Dimethyl Cardamonin from Fruits of Campomanesia reitziana D. Legrand Promotes Gastroprotection and Gastric Healing Effects in Rodents

• Published in: Chemistry & biodiversity Vol. 19; no. 12; pp. e202200727 - n/a
• Main Authors: Cury, Benhur Judah, Boeing, Thaise, Somensi, Lincon Bordignon, Campos, Adriana, Cechinel‐Filho, Valdir, Souza, Priscila, Silva, Luisa Mota
• Format: Journal Article
• Language: English
• Published: Switzerland Wiley Subscription Services, Inc 01.12.2022
• Subjects: Acetic acid; Acidity; Adenocarcinoma; Adenosine Triphosphatases; Animal models; Animals; Anti-Ulcer Agents - chemistry; Anti-Ulcer Agents - pharmacology; Anti-Ulcer Agents - therapeutic use; Cancer; cardamonin; chalcone; Chalcones - pharmacology; Chalcones - therapeutic use; Cytotoxicity; Ethanol; Evaluation; Fibroblasts; Fruit; Fruits; Gastric mucosa; gastric secretion; gastric ulcer; Healing; Humans; Hydrogen; Indomethacin; Inflammation; Mice; Mode of action; Myrtaceae; Nitric oxide; Nitric-oxide synthase; Oxidative stress; Peroxidase; Plant Extracts - chemistry; Plant Extracts - pharmacology; Plant Extracts - therapeutic use; Potassium; Rabbits; Rats; Rats, Wistar; Rodentia; Rodents; Stomach Ulcer - chemically induced; Stomach Ulcer - drug therapy; Stomach Ulcer - pathology; Ulcer - drug therapy; Ulcers; Yohimbine; chalcone; cardamonin; fruits; gastric ulcer; gastric secretion
• ISSN: 1612-1872; 1612-1880
• DOI: 10.1002/cbdv.202200727

Campomanesia reitziana D. Legrand (Myrtaceae) displays antiulcer properties when given to rodents.
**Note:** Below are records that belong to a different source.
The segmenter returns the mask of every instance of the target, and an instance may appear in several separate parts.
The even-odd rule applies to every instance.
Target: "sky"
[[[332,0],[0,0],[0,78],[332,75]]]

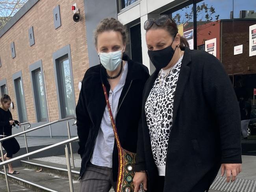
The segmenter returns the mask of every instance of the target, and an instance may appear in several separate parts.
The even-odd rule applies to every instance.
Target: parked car
[[[250,120],[247,128],[248,135],[256,135],[256,106],[252,107]]]

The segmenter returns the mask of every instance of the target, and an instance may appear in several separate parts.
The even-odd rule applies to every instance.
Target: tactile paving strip
[[[58,164],[67,165],[67,160],[65,157],[60,157],[50,156],[46,157],[41,157],[40,158],[34,159],[35,160],[41,161],[46,162],[50,162]],[[76,167],[81,167],[82,160],[80,159],[74,159],[75,166]],[[72,164],[71,159],[70,159],[70,164]]]
[[[226,177],[217,177],[210,189],[227,192],[256,192],[256,181],[237,179],[234,182],[226,183]]]

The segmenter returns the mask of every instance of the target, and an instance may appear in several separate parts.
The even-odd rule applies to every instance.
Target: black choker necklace
[[[121,62],[121,68],[120,68],[120,71],[119,72],[118,74],[115,76],[114,76],[113,77],[110,77],[109,76],[108,74],[108,73],[107,73],[107,77],[108,79],[115,79],[116,78],[118,78],[119,76],[120,75],[121,73],[122,73],[122,62]]]

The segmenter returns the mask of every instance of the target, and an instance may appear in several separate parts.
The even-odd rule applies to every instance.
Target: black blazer
[[[119,100],[115,123],[122,147],[135,153],[138,124],[141,114],[142,92],[149,74],[145,66],[130,60],[126,55],[124,55],[123,60],[128,61],[128,72]],[[102,83],[108,94],[110,86],[107,79],[106,69],[101,65],[89,68],[83,79],[76,105],[76,125],[79,138],[78,153],[82,159],[81,177],[93,152],[106,105]],[[116,181],[117,178],[117,155],[115,141],[113,153],[114,181]]]
[[[145,107],[159,70],[143,91],[136,171],[147,170],[148,191],[157,192]],[[241,163],[240,115],[231,81],[223,65],[205,52],[186,48],[174,98],[167,154],[165,192],[203,192],[222,163]]]

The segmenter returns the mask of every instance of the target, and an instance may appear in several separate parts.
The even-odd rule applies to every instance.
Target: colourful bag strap
[[[105,95],[105,98],[106,100],[107,105],[108,105],[108,112],[109,113],[110,116],[110,120],[111,121],[111,124],[112,126],[113,127],[114,130],[114,133],[115,134],[115,138],[117,142],[117,150],[118,150],[118,159],[119,160],[119,166],[118,166],[118,175],[117,178],[117,192],[121,192],[122,190],[122,181],[124,177],[124,173],[123,173],[123,168],[124,165],[124,151],[121,146],[121,144],[120,141],[119,140],[118,135],[117,134],[117,127],[115,126],[115,123],[114,120],[114,117],[111,111],[111,107],[108,101],[108,94],[107,93],[107,90],[106,87],[103,83],[102,83],[102,87],[103,87],[103,90],[104,90],[104,95]]]

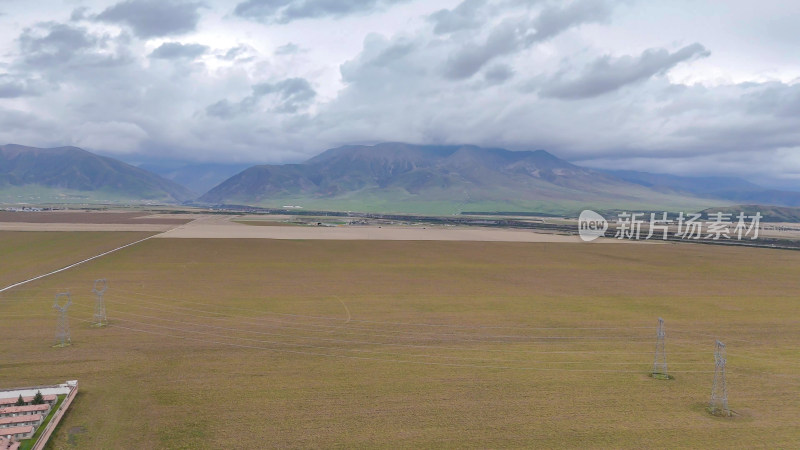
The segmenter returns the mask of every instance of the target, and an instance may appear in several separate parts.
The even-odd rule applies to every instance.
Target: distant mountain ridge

The major active chemical components of C. reitziana are chalcones, including 4′,6′‐dihydroxy‐2′‐methoxy‐3′,5′‐dimethylchalcone or dimethyl cardamonin (DMC); therefore, we hypothesized that this compound could have antiulcer effects and the present study aimed to evaluate its gastroprotective and gastric healing properties. DMC was isolated from the fruits of C. reitziana, and its gastroprotective effect was evaluated by ethanol and indomethacin‐induced gastric ulcer models in mice (0.1 mg/kg, i.p. and 1 and 3 mg/kg, p.o.). Oxidative stress and inflammatory parameters were analyzed in the gastric tissue. Moreover, its gastric healing effect was evaluated in rats. In addition, the compound's mode of action was evaluated in vivo and in vitro by measuring H+‐K+‐ATPase activity. Finally, the cytotoxic potential of DMC was tested in fibroblasts and human gastric adenocarcinoma cells. The DMC reduced the ethanol‐induced gastric ulcer in mice by 77 %, increased the adhered mucus, and reduced lipoperoxides levels. The block of nonprotein sulfhydryls (NP‐SH) compounds by pretreatment with N‐ethylmaleimide (NEM), the inhibition of nitric oxide synthase with Nω‐nitro‐L‐arginine methyl ester hydrochloride (L‐NAME), or the antagonism of α2 receptor using yohimbine reversed the gastroprotective effects of DMC. Furthermore, DMC reduced the acidity of gastric content in pylorus‐ligated rats but did not change H+, K+‐ATPase (isolated from rabbit) activity in vitro. DMC reduced the lesion area in acetic acid‐induced ulcers and decreased myeloperoxidase activity. DMC did not change the viability of fibroblast cells (L929) but reduced the viability of human gastric adenocarcinoma cells (AGS). The results confirmed that DMC could significantly enhance the gastric healing process and prevent ulcers due to improving protective factors on the gastric mucosa and reducing gastric acid secretion.